Hearing loss is about twice as common in people with diabetes, so the Better Hearing Institute (BHI) is urging people with diabetes to get their hearing checked and to make it a routine part of the their diabetes care and management—all in recognition of American Diabetes Association Alert Day®, which is March 25th.
BHI is offering a free, quick, and confidential online hearing check at www.BetterHearing.org. Everyone can take the confidential online survey to determine if they need a comprehensive hearing test by a hearing care professional.
BHI also is encouraging all adults to find out if they’re at risk for developing type 2 diabetes by taking the American Diabetes Association’s Diabetes Risk Test. Although Alert Day is a 1-day event, the Diabetes Risk Test and the BHI Hearing Check are available year-round.
What’s the Diabetes-Hearing Health Connection?
Hearing depends on small blood vessels and nerves in the inner ear. Studies have shown that people with diabetes have a higher rate of hearing loss than people without diabetes. Although the relationship between diabetes and hearing loss is still being investigated, researchers theorize that, over time, high blood glucose levels can damage the blood vessels and nerves of the inner ear, diminishing the ability to hear.
In a published study in The Journal of Clinical Endocrinology & Metabolism, researchers found that people with diabetes were 2.15 times as likely as those without the disease to have hearing loss. Surprisingly, when broken down by age, the younger group was at greater risk. The results showed that those 60 and younger with diabetes were 2.61 times more likely to have hearing loss, while the risk for those older than 60 was 1.58 times higher. The meta-analysis looked at 13 previous studies that examined the link between diabetes and hearing loss.
“Our findings support routine hearing screenings for people with diabetes starting at an earlier age than for people without the disease,” said Professor Hirohito Sone of the Department of Internal Medicine at Niigata University School of Medicine in Japan. “From a preventive healthcare perspective, this is very important because we know that when left untreated, hearing loss can exacerbate and perhaps even lead to other health problems, such as depression and dementia, making the diabetes burden even greater.”
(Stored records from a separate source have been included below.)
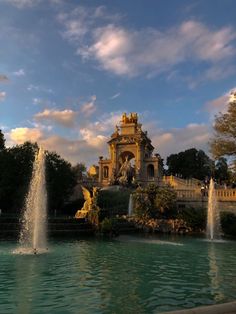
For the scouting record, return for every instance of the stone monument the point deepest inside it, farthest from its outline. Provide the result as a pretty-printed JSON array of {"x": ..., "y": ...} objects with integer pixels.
[
  {"x": 131, "y": 156},
  {"x": 89, "y": 204}
]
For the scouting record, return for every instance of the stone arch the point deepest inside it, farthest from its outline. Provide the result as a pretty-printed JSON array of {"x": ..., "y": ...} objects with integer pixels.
[
  {"x": 150, "y": 171},
  {"x": 105, "y": 172},
  {"x": 126, "y": 153}
]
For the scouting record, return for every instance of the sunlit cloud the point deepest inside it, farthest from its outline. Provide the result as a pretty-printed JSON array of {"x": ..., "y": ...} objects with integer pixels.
[
  {"x": 2, "y": 96},
  {"x": 37, "y": 88},
  {"x": 3, "y": 78},
  {"x": 129, "y": 52},
  {"x": 21, "y": 135},
  {"x": 219, "y": 104},
  {"x": 65, "y": 117},
  {"x": 115, "y": 96},
  {"x": 20, "y": 72},
  {"x": 89, "y": 107}
]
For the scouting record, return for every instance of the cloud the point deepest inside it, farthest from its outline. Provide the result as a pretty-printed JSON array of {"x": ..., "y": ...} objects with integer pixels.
[
  {"x": 65, "y": 117},
  {"x": 3, "y": 78},
  {"x": 173, "y": 141},
  {"x": 20, "y": 4},
  {"x": 21, "y": 135},
  {"x": 115, "y": 96},
  {"x": 89, "y": 107},
  {"x": 219, "y": 104},
  {"x": 20, "y": 72},
  {"x": 74, "y": 150},
  {"x": 37, "y": 88},
  {"x": 150, "y": 51},
  {"x": 2, "y": 96},
  {"x": 43, "y": 102}
]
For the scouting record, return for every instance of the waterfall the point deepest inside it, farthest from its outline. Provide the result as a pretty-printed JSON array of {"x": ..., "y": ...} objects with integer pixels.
[
  {"x": 130, "y": 208},
  {"x": 33, "y": 232},
  {"x": 213, "y": 215}
]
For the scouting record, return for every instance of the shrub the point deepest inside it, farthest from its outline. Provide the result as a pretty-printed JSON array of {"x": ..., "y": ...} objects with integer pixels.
[
  {"x": 195, "y": 217},
  {"x": 154, "y": 201}
]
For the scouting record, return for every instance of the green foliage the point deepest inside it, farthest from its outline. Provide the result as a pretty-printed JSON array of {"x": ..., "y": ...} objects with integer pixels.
[
  {"x": 224, "y": 142},
  {"x": 94, "y": 217},
  {"x": 61, "y": 180},
  {"x": 221, "y": 170},
  {"x": 16, "y": 166},
  {"x": 154, "y": 201},
  {"x": 195, "y": 217},
  {"x": 191, "y": 163},
  {"x": 228, "y": 223},
  {"x": 114, "y": 202},
  {"x": 106, "y": 226}
]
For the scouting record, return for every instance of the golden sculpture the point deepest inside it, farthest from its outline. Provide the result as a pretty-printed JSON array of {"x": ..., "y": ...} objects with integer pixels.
[
  {"x": 89, "y": 204},
  {"x": 132, "y": 118}
]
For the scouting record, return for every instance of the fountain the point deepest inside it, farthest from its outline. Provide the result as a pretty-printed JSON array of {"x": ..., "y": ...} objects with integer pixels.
[
  {"x": 33, "y": 232},
  {"x": 213, "y": 216},
  {"x": 130, "y": 208}
]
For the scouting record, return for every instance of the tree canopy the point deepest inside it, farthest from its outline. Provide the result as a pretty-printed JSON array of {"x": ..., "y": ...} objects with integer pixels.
[
  {"x": 191, "y": 163},
  {"x": 224, "y": 141}
]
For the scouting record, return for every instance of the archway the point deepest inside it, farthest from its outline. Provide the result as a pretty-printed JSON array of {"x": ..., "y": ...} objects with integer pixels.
[{"x": 126, "y": 171}]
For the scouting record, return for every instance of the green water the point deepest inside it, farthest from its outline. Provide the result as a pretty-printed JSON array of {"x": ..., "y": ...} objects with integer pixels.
[{"x": 129, "y": 274}]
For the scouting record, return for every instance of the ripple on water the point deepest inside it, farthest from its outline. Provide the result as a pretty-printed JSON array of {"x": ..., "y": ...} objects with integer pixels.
[{"x": 119, "y": 276}]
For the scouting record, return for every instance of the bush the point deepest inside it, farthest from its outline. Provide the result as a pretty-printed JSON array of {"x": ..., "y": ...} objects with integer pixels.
[
  {"x": 106, "y": 226},
  {"x": 114, "y": 202},
  {"x": 196, "y": 218},
  {"x": 155, "y": 201}
]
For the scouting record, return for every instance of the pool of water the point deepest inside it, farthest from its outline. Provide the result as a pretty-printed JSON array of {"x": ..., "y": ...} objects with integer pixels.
[{"x": 129, "y": 274}]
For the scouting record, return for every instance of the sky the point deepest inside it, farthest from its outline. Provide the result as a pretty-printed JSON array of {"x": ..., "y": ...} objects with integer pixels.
[{"x": 70, "y": 68}]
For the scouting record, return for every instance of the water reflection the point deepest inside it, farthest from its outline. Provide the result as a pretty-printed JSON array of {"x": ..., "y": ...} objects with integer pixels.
[
  {"x": 214, "y": 273},
  {"x": 28, "y": 274}
]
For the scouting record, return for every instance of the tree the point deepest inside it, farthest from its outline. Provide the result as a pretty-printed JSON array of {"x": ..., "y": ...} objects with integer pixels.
[
  {"x": 154, "y": 201},
  {"x": 61, "y": 181},
  {"x": 221, "y": 170},
  {"x": 2, "y": 141},
  {"x": 191, "y": 163},
  {"x": 224, "y": 141},
  {"x": 16, "y": 166}
]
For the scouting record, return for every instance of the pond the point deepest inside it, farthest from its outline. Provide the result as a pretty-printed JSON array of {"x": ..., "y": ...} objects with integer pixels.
[{"x": 128, "y": 274}]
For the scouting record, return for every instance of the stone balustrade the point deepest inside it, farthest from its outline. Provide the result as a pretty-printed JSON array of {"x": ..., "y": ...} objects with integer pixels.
[{"x": 222, "y": 195}]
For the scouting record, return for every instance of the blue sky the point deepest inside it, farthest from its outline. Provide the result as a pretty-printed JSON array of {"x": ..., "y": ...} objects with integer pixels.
[{"x": 68, "y": 69}]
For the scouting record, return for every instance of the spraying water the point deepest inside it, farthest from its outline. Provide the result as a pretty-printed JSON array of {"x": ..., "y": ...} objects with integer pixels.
[
  {"x": 213, "y": 216},
  {"x": 33, "y": 233},
  {"x": 130, "y": 208}
]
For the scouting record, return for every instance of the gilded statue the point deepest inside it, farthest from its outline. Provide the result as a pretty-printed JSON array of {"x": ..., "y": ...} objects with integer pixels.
[
  {"x": 132, "y": 118},
  {"x": 90, "y": 202},
  {"x": 124, "y": 172}
]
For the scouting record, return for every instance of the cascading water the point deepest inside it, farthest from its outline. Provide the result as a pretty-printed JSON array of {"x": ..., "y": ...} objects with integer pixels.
[
  {"x": 33, "y": 233},
  {"x": 213, "y": 216},
  {"x": 130, "y": 208}
]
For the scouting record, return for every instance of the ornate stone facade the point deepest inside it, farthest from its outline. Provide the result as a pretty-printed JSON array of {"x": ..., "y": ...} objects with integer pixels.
[{"x": 131, "y": 156}]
Likewise, research also suggests that by keeping diabetes under control, people can help minimize potential diabetes-related hearing damage. Researchers at Henry Ford Hospital in Detroit found that women between the ages of 60 and 75 with well-controlled diabetes had better hearing than women whose diabetes was poorly controlled.
“A certain degree of hearing loss is common with aging, but it is often accelerated in patients with diabetes, especially if blood-glucose levels are not being controlled,” said senior study author Kathleen L. Yaremchuk, MD, chair of the Department of Otolaryngology-Head and Neck Surgery at Henry Ford Hospital in Detroit. “Our study really points to the importance of patients controlling their diabetes and paying attention to their hearing health.”
Unlike eye exams, hearing health examinations are often overlooked in the routine regimen of care for people with diabetes, despite the fact that the vast majority of people with hearing loss can benefit from hearing aids. In fact, almost all of the 400 people who underwent hearing tests at the American Diabetes Association’s EXPO in Portland, Oregon in 2012 said they had never received a physician’s recommendation for a hearing test. Yet more than half of these 400 individuals were found to have hearing loss. And nearly all of them said they did not know that hearing loss is associated with diabetes.
How Hearing Aids May Help
Research shows that hearing loss is frequently associated with other physical, mental, and emotional health conditions, and that people who address their hearing loss often experience better quality of life. About 8 out of 10 hearing aid users, in fact, say they’re satisfied with the changes that have occurred in their lives specifically due to their hearing aids—from how they feel about themselves to the positive changes they see in their relationships, social interactions, and work lives.
When people with even mild hearing loss use hearing aids, they often improve their job performance; enhance their communication skills; increase their earnings potential; improve their professional and interpersonal relationships; stave off depression; gain an enhanced sense of control over their lives; and better their quality of life.